Kumho to move its tire plants within NanjingKumho Tire said Wednesday that its factories in Nanjing, China, will be relocated within in the city by 2016.
In 2011, the Nanjing city government told all businesses operating factories in the city to move to the outskirts as part of its plan to improve residential areas. The company eventually agreed to move its plants for passenger car tires (PCR) and truck and bus radial tires (TBR) to an economic development zone in Pukou, a district in Nanjing, starting next year.
The tire maker said it will hold a groundbreaking ceremony on Thursday for the new factory with guests and VIPs in attendance, including Kim Chang-kyu, president of Kumho Tire; Park Sam-koo, chairman and CEO of Kumho Asiana Group; Yang Yuanyuan, China’s deputy director of State Administration of Work Safety; and Luo Qun, a member of China’s Nanjing Municipal Committee.

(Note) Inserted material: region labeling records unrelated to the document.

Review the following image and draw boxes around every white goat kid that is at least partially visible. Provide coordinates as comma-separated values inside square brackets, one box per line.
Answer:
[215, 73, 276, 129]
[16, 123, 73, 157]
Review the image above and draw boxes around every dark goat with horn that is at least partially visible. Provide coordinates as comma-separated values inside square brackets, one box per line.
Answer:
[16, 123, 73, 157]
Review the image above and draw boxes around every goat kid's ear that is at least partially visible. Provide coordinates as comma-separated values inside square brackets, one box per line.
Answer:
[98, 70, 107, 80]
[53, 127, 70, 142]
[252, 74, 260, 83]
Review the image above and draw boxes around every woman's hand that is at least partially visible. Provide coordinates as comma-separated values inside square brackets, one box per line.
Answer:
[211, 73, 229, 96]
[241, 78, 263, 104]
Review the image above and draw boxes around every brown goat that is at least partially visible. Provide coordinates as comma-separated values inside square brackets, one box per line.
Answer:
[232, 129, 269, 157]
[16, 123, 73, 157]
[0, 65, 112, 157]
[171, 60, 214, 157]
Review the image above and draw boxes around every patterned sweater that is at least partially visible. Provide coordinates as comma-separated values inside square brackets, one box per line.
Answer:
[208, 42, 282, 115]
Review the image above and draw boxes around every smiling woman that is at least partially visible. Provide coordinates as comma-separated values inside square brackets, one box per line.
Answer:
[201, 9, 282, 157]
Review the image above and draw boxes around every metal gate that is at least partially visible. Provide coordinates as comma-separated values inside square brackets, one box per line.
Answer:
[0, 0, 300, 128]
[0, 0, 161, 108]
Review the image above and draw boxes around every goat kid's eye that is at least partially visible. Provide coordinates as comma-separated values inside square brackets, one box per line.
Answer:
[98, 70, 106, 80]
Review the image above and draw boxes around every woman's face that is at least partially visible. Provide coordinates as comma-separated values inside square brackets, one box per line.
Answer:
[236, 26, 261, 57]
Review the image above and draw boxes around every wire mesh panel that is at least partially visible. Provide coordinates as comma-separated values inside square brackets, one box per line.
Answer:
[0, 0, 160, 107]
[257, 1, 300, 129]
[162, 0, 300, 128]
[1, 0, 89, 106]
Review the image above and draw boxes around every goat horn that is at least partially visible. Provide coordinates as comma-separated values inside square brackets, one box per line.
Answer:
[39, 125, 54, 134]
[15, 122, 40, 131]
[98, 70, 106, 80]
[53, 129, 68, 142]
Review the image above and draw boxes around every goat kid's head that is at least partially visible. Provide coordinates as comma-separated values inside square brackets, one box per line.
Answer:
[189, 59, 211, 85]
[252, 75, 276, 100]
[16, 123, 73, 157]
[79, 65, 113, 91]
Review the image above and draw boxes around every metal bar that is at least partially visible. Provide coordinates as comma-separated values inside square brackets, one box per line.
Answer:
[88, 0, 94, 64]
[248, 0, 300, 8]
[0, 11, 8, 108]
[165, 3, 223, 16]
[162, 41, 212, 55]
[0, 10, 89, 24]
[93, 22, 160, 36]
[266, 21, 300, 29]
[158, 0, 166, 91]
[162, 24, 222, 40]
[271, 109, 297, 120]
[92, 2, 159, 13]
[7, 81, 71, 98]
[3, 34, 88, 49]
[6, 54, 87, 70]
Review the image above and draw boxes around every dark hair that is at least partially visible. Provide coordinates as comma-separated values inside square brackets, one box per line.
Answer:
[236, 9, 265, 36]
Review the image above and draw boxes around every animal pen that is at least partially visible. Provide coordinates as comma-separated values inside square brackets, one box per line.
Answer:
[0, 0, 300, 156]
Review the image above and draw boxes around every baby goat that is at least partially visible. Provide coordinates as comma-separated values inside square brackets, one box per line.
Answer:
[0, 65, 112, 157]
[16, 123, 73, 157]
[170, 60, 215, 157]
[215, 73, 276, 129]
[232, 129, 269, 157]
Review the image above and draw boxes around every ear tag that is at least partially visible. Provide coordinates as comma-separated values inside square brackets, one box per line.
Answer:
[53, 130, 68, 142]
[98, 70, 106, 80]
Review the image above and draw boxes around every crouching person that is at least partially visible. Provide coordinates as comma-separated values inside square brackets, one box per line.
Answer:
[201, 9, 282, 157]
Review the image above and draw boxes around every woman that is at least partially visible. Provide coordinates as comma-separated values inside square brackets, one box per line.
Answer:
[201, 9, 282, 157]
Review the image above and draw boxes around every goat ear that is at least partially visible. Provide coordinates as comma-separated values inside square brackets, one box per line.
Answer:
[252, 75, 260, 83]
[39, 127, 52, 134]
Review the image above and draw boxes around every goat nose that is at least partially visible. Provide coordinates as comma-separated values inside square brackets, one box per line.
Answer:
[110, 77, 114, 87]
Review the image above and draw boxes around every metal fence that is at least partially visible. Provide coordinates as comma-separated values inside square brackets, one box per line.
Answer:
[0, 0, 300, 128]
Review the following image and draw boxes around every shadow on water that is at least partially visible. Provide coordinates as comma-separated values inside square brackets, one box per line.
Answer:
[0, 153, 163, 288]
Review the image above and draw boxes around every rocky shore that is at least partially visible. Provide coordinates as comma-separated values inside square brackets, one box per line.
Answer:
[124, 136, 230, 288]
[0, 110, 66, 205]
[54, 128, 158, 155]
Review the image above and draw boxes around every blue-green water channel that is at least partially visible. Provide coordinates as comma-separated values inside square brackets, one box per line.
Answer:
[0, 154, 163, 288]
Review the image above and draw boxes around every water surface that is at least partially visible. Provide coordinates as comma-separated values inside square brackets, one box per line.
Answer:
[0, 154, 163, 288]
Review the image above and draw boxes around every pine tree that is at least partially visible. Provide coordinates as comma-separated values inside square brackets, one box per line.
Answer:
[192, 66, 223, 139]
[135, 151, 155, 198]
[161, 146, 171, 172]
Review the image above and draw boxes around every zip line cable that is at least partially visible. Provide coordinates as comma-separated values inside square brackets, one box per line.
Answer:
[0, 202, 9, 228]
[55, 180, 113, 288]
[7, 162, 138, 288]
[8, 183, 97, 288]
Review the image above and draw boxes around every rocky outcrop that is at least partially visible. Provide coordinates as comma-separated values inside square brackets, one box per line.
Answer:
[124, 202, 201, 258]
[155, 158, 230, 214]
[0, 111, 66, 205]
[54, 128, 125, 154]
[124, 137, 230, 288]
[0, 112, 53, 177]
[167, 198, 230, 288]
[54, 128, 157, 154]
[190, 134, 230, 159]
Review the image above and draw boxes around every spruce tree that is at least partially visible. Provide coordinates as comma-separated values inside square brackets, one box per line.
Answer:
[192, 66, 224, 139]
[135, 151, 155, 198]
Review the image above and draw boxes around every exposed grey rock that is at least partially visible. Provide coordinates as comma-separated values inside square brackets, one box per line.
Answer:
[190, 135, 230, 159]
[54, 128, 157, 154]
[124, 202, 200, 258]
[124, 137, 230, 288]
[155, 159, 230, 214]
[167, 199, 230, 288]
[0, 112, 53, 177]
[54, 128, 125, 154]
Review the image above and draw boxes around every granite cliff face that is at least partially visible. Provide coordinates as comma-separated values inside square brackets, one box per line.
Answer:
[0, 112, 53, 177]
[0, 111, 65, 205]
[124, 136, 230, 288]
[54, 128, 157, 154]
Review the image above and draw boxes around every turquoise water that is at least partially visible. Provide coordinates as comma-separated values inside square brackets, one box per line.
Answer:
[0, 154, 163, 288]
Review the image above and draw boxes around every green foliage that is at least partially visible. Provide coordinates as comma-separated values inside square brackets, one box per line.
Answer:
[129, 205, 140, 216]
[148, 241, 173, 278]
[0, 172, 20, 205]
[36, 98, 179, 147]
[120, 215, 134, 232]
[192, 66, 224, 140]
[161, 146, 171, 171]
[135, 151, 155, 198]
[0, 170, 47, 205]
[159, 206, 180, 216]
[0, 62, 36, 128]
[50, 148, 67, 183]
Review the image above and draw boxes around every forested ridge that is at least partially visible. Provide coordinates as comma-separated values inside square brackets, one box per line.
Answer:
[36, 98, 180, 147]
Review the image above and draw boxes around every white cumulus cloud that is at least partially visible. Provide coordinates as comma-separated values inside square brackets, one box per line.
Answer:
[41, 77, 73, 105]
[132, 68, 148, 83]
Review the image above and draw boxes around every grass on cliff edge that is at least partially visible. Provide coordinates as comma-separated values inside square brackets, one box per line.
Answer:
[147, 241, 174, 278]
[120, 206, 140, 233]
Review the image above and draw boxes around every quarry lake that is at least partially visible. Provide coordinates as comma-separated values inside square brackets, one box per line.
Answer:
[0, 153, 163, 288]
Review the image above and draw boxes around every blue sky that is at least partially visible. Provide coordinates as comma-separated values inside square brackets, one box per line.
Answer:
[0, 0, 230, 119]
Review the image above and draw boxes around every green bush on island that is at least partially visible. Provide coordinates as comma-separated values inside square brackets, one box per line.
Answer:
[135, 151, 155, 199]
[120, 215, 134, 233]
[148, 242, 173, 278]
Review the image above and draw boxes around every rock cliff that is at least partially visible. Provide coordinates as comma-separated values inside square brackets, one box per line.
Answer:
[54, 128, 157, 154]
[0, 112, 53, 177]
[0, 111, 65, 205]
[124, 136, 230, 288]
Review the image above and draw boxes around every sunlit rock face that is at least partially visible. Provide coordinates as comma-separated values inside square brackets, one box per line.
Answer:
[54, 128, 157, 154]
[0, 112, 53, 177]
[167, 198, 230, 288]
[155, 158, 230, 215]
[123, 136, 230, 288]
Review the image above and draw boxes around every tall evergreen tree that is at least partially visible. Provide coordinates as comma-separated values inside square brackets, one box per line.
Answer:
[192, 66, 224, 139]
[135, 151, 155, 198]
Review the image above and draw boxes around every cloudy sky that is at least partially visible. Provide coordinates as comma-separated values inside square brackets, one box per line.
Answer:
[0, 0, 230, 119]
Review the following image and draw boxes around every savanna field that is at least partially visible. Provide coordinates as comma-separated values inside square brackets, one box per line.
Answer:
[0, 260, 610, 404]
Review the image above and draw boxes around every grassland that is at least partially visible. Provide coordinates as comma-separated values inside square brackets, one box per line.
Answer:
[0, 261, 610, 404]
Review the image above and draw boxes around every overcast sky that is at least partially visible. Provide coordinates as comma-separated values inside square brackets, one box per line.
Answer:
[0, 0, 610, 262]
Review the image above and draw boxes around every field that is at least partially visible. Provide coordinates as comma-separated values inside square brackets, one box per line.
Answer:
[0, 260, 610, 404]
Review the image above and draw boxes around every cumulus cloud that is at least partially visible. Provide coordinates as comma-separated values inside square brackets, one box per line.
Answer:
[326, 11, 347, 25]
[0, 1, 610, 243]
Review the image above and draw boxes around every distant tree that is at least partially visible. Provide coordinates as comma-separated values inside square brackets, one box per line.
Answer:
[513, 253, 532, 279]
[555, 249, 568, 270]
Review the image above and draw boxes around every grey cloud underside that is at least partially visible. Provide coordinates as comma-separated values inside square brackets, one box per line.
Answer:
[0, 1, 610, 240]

Kumho said its PCR and TBR factories will be combined into a single new factory to make production more efficient. The facility will be equipped with new high-end machines that the company expects will improve the quality of its products, which it hopes will make it more competitive in the global tire market.
The Nanjing city government said it would cover the costs of basic infrastructure at the new factory. It also said it will provide the land, water and electricity and connect roads.

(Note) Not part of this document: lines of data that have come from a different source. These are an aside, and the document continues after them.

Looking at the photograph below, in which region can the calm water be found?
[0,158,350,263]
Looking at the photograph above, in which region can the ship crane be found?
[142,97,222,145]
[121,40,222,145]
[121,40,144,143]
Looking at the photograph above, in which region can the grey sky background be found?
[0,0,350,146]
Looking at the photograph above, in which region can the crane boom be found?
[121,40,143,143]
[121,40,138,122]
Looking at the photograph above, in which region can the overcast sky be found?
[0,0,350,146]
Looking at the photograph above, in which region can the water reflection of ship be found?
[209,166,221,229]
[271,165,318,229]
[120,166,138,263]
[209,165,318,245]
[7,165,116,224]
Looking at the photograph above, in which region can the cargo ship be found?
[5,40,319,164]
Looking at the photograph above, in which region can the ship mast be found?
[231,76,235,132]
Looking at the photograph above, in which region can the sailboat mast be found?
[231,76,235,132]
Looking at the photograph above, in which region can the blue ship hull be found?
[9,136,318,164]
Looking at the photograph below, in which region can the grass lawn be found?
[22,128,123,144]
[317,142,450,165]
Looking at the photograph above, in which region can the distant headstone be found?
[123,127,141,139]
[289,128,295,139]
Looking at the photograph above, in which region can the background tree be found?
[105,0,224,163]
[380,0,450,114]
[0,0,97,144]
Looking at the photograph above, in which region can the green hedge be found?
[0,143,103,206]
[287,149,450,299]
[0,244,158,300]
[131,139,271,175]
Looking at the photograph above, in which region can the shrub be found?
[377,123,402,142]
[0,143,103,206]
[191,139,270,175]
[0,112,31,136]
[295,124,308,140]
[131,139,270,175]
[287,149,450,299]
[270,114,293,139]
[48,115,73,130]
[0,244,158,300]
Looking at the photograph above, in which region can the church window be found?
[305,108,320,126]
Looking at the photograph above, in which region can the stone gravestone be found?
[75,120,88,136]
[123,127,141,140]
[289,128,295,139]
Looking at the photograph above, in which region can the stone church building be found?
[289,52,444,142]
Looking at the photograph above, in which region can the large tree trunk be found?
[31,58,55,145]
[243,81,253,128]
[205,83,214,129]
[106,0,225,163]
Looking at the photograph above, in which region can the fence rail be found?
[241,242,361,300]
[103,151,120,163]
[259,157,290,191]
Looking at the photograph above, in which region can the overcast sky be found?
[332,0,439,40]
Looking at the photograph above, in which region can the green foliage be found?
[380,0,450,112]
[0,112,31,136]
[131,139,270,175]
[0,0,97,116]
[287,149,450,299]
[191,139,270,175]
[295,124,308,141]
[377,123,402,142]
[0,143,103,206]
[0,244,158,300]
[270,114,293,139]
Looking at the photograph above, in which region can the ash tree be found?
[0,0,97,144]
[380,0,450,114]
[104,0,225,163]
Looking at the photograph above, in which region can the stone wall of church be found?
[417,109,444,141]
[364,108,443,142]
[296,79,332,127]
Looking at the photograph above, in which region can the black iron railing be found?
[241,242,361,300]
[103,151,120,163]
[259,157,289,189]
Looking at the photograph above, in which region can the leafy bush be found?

Kumho Tire became the first Korean company to produce goods in Nanjing in 1994 and also has factories in Tianjin and Changchun.

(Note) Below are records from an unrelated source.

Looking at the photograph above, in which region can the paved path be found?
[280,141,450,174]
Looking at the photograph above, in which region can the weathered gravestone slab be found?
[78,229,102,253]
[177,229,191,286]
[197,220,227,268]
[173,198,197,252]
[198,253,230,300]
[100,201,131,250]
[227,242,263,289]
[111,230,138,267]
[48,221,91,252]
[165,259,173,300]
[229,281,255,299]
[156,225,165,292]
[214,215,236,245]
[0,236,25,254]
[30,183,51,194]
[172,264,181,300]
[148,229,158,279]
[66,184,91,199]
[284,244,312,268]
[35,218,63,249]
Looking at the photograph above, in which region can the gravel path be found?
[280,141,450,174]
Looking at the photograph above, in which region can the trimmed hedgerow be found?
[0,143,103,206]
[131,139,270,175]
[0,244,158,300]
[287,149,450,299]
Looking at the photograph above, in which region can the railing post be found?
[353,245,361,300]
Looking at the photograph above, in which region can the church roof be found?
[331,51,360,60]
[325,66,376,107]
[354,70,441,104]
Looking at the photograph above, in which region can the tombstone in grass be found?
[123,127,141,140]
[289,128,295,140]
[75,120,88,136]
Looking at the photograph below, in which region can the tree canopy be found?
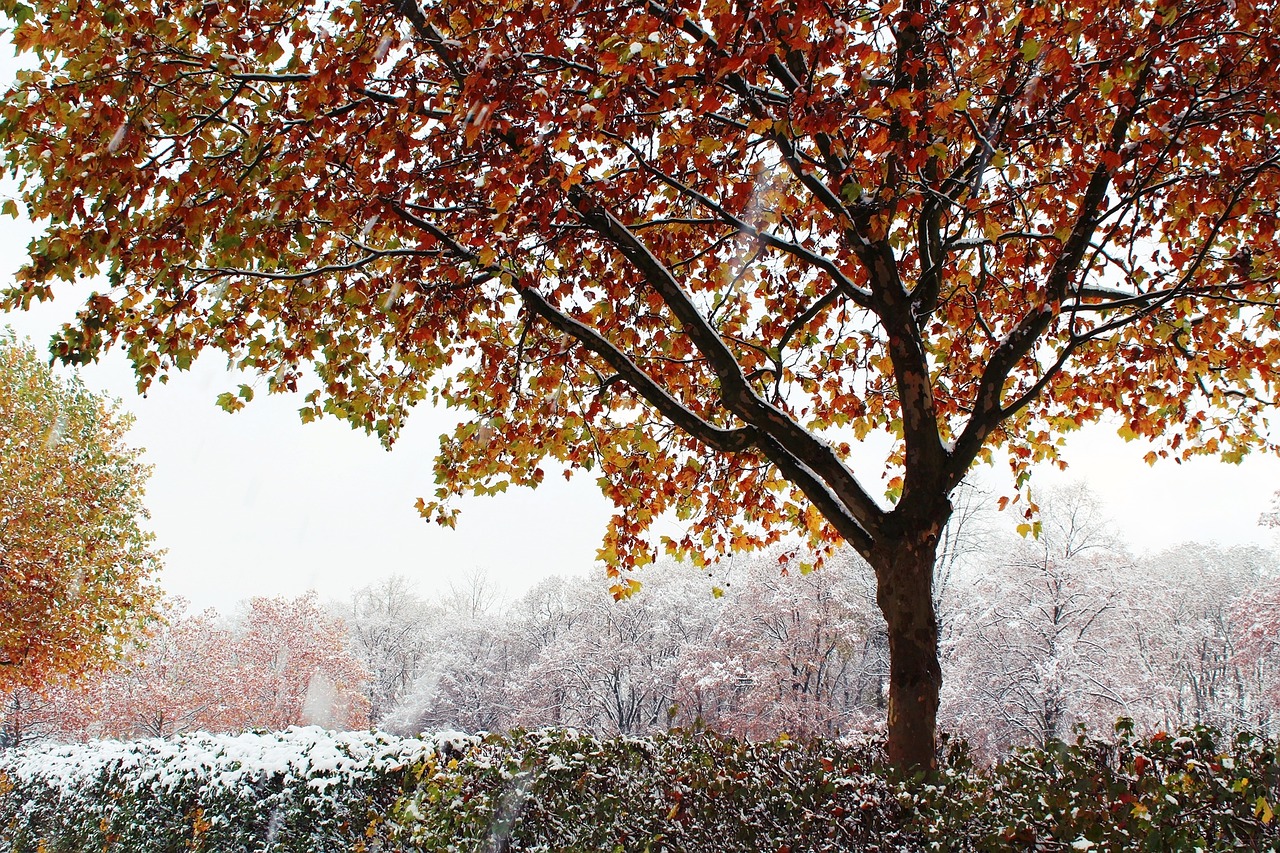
[0,0,1280,766]
[0,333,160,693]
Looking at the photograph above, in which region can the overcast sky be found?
[0,47,1280,611]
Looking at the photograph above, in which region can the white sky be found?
[0,51,1280,612]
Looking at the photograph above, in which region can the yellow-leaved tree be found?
[0,332,160,694]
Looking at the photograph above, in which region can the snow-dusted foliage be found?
[0,726,436,853]
[383,551,887,738]
[392,727,1280,853]
[0,725,1280,853]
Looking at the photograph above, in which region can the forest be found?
[3,485,1280,760]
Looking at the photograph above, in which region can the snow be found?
[0,726,437,798]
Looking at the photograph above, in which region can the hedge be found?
[0,721,1280,853]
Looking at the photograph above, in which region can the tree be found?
[348,575,438,721]
[945,485,1131,757]
[0,0,1280,767]
[227,592,369,729]
[0,332,160,691]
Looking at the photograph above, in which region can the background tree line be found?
[4,487,1280,756]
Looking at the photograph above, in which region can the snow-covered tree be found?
[347,575,440,721]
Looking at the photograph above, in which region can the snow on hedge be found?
[0,726,456,853]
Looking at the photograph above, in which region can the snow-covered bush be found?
[393,724,1280,853]
[0,726,435,853]
[0,721,1280,853]
[393,730,901,853]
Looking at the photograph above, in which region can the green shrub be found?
[392,722,1280,853]
[0,721,1280,853]
[0,727,434,853]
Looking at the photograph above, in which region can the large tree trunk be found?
[872,525,942,772]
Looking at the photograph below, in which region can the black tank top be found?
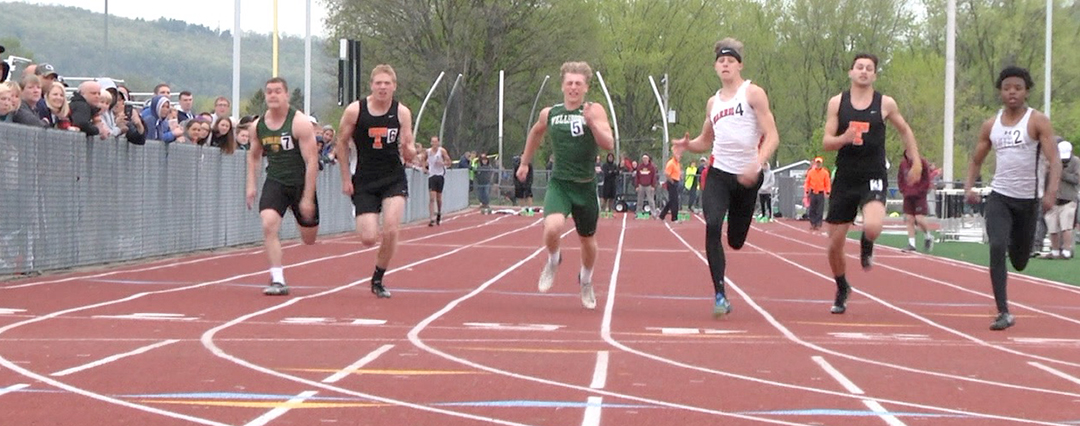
[352,97,405,182]
[836,91,888,181]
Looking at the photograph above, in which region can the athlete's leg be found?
[701,170,733,295]
[259,209,282,268]
[728,179,761,250]
[984,192,1015,314]
[375,197,405,268]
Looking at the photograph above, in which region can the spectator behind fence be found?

Also on Wednesday, the company announced that it has reached a tentative agreement with its labor union on wages in an attempt to bring an end to eight months of negotiations.
The agreement stated that the company will increase workers’ base pay by 15 percent and pay a 5.1 million won ($4,700) bonus for 2014. This is the first time in five years that Kumho has agreed to raise the base pay.
The nation’s second-largest tire manufacturer froze employees’ base pay in 2010 when it entered a debt workout program.
The union will vote on the tentative agreement later this week.
The two sides also agreed to establish a joint committee consisting of members of the labor union and the company to discuss implementing a new wage system, which will take effect in April when the two sides are set to start negotiating for their 2015 salary.
Currently, the company wants a wage system that adds a predetermined amount of money onto the workers’ base pay each year, while the labor union wants a system that multiplies the rate of each annual wage increase and a multitiered base pay system.